Cyrus: Patrzę co ewolucja zrobiła ślimakowi.

18 thoughts on “Saturday: Hili dialogue

    1. I’m sorry if I make you a bit disappointed: “ślimakowi” is the dative case. “Snail” (in the nominative) is “ślimak”.

  1. Joan and I will be out there in the rain all morning and part of the afternoon, as our son is graduating from the College. Four other relatives will join us for the afternoon part where he actually walks across the stage. We’ve got our umbrellas and raincoats — let’s hope lightning doesn’t strike. Will let you know how it goes.

      1. In the end, no rain or thunderstorms, just a little too sunny, a little too much heat and humidity. All of which is normal.

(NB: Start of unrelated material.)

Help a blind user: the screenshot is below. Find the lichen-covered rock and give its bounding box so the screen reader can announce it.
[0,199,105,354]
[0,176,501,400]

        One strange detail was that for the students who received a Masters of Divinity from the Divinity School, President Zimmer proudly declared that they were therefore entitled to exercise their ministry. In other words, to go out and be Protestant ministers, having been anointed by the President of the University, who is Jewish.

  2. Does the U of Chicago play a piece of music by a local man to me? Pomp and Circumstance march #1 by Elgar …..

          1. apropos of absolutely nothing other than mention of the Cossacks, heard a great quote on the CBC Sunday Edition during an interview with Pinkus Zuckerman (sp?) where the host asked why all the violin players were Jewish, and he replied to the effect that “when the Cossacks are coming, it’s easier to run with than a piano.”